Le condizioni del pilota preoccupano. Parola a Ettore Taverna, medico specializzato in operazioni alle spalle.
«Il mio lavoro ai tempi del Covid? È difficile programmare. Effettuo il 50% delle operazioni che solitamente svolgo».
MENDRISIO - Tre operazioni, un'infezione e condizioni fisiche che preoccupano. Tutta "colpa" della caduta dello scorso 19 luglio, giorno in cui è iniziata l'odissea di Marc Marquez. Un infortunio all'omero che non pareva così grave, dal quale si pensava si sarebbe ripreso in poche settimane.
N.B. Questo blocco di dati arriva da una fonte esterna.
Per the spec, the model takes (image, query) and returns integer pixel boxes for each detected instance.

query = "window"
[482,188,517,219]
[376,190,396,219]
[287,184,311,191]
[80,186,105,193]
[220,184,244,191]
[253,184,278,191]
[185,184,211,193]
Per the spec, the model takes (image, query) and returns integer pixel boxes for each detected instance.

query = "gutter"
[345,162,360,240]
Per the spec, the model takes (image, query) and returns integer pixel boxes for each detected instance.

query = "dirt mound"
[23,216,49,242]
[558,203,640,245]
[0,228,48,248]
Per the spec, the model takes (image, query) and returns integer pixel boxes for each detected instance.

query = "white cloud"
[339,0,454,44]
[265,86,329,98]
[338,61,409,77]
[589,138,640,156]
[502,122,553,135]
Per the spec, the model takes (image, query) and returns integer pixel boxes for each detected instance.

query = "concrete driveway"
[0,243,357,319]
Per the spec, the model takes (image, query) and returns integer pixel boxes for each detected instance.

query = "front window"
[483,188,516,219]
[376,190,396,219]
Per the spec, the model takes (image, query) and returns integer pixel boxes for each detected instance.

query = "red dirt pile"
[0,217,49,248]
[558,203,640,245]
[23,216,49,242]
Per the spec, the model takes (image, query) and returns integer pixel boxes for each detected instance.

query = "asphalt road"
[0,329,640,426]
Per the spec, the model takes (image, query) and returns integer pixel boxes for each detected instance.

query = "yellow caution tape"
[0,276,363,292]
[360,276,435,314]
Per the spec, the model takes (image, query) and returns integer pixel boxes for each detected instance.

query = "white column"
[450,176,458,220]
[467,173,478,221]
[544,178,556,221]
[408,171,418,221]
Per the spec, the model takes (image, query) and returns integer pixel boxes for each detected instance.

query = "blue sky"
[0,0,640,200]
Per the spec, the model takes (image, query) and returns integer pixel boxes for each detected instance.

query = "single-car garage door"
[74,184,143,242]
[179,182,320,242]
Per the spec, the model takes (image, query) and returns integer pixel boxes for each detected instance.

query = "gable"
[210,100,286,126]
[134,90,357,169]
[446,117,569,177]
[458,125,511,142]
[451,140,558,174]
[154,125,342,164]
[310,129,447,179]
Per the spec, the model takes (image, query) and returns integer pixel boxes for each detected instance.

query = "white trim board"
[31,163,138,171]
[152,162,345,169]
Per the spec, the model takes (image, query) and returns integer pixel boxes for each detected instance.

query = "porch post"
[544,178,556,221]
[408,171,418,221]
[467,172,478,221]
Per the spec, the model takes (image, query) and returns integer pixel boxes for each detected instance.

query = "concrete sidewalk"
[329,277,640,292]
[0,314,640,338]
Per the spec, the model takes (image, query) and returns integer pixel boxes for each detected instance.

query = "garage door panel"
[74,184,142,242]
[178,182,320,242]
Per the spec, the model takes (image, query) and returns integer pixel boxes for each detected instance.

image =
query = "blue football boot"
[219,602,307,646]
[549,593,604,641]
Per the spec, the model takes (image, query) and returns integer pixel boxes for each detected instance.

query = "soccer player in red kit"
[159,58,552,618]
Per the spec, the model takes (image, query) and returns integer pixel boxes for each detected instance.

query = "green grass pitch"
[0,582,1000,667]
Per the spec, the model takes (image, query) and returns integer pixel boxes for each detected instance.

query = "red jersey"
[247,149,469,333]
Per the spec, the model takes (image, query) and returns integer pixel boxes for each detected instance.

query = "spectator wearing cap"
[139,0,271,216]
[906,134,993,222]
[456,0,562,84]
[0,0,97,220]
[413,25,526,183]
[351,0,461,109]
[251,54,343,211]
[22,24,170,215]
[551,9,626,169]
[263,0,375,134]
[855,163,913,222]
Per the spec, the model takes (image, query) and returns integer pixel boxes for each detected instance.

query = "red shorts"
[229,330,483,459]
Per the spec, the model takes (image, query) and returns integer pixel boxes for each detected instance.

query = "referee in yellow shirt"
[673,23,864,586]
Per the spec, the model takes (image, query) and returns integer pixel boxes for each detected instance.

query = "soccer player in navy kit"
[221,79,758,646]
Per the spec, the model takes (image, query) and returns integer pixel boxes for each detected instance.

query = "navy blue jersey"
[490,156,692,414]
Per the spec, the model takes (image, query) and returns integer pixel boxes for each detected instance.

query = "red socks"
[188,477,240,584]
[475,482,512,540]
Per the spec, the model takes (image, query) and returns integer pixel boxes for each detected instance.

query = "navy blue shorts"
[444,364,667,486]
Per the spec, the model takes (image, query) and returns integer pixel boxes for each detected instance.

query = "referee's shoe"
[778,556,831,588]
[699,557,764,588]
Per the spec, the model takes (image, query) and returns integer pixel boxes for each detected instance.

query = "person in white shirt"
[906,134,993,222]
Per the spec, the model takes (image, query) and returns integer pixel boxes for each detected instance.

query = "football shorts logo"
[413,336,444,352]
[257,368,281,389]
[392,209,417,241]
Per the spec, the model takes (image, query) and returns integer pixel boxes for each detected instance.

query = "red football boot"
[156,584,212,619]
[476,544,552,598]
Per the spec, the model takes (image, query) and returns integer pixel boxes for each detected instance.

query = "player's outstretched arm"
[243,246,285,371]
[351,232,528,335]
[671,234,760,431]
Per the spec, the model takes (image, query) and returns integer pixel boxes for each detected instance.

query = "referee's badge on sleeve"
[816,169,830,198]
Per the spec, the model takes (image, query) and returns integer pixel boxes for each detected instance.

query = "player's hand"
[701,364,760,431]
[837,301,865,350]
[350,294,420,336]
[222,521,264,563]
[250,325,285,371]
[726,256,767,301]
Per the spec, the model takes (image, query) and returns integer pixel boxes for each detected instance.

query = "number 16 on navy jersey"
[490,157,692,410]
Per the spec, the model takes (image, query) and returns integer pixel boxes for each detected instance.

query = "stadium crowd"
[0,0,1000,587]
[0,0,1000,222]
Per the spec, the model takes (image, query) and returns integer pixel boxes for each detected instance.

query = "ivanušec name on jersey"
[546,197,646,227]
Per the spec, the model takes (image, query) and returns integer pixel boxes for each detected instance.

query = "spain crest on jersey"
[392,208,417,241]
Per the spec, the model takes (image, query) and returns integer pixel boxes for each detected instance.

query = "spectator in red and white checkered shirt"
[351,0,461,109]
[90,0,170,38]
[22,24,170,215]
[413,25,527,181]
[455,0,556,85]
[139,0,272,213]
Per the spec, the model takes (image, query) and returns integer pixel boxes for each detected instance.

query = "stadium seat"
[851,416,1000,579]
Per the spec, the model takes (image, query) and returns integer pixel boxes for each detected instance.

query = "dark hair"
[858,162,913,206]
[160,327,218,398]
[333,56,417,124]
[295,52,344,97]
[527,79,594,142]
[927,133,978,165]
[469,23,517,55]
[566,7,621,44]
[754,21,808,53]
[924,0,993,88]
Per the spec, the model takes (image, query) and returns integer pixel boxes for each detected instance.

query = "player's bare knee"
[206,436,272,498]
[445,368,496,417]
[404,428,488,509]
Niente di tutto ciò: lo spagnolo nel 2020 non si è più visto in pista per una gara ufficiale.
Probabilmente, però, a pesare come un macigno sulle attuali condizioni del campione di Cervera sono stati proprio quei "giri" in moto effettuati pochissimi giorni dopo l'intervento, quando il pilota della Honda aveva provato a "sondare" il suo braccio per partecipare alla gara in programma una settimana dopo la caduta. Ma, contrariamente a quanto sembrerebbe quando corre, anche Marc Marquez è umano. E quel presunto recupero lampo, del quale tanti avevano parlato di miracolo, ha giocato un bruttissimo scherzo all'iberico.
Ne abbiamo discusso con il Dottor dell'EOC Ettore Taverna (specialista di interventi alle spalle e attivo in diversi ospedali ticinesi) che - tra gli altri - in carriera ha visitato sportivi del calibro di Giorgio Rocca, Alessandro Nesta e Massimo Ambrosini.
«Tornare sulla moto dopo pochi giorni l'intervento? È sicuramente una cosa imprudente - ha esordito il medico - Per quanto i motociclisti siano pazienti particolari, abituati a sollecitazioni importanti, una frattura trattata con placche e viti dopo pochissimi giorni non è sicuramente guarita e non è certo pronta per sostenere la guida di una moto. Le forze torsionali importanti alle quali Marquez si è sottoposto, salendo appunto sulla moto, hanno sicuramente influito sulla tenuta della placca».
Il secondo intervento è dunque stato la conseguenza di questo?
«Non conosco il caso specifico, ma penso proprio di sì. Solitamente - prima di qualsiasi movimento - si attende la formazione del callo osseo, che richiede alcune settimane. Nella mia carriera sinceramente non ho mai visto qualcosa del genere. Non so cosa i medici gli abbiano detto, ma dubito fortemente abbia avuto il via libera per tornare in pista».
In aggiunta - dopo la terza operazione - è arrivata anche un'infezione. Addirittura si è parlato di osteomielite...
«Questo rischio esiste in qualsiasi intervento. Quando c'è un'infezione diventa un bel problema: una delle cose che aumentano la possibilità di essa è proprio il ripetersi d'interventi nello stesso punto. Favoriscono le infezioni anche la presenza di mezzi di sintesi metallici così come il trapianto di osso, elementi presenti nel suo caso».
Nei casi peggiori di osteomielite si deve amputare l'arto...
«Esattamente. In certi casi può portare a questo. Proprio non troppo tempo fa ho conosciuto un caso, il primo della mia carriera, di osteomielite nel quale bisogna procedere con l'amputazione. Accade molto raramente, ma non è impossibile».
Marc Marquez potrà tornare quello di prima?
«Questo non lo so. Se dovesse guarire al 100% allora sì, potrebbe anche non avvertire più nessun dolore. Ma con una possibile infezione in atto non è scontato...».
Passando a lei come procede il lavoro ai tempi del coronavirus?
«Si può organizzare il lavoro in modo meno preciso rispetto a prima. Cambiano spesso le disposizioni e le disponibilità delle sale operatorie. Anche gli stessi pazienti, o perché si infettano o perché sono in quarantena, non sempre possono sottoporsi all'intervento. Succede spesso che bisogna annullarli o riprogrammarli. Si fa molta più fatica: a causa delle disposizioni vigenti a volte ci vuole molto più tempo per operare meno pazienti».
Opera molto meno in questo periodo?
«Diciamo che in alcuni periodi le operazioni sono state addirittura azzerate, ma se devo fare una media da marzo a oggi posso dire che ho effettuato circa il 50% delle operazioni che solitamente svolgo».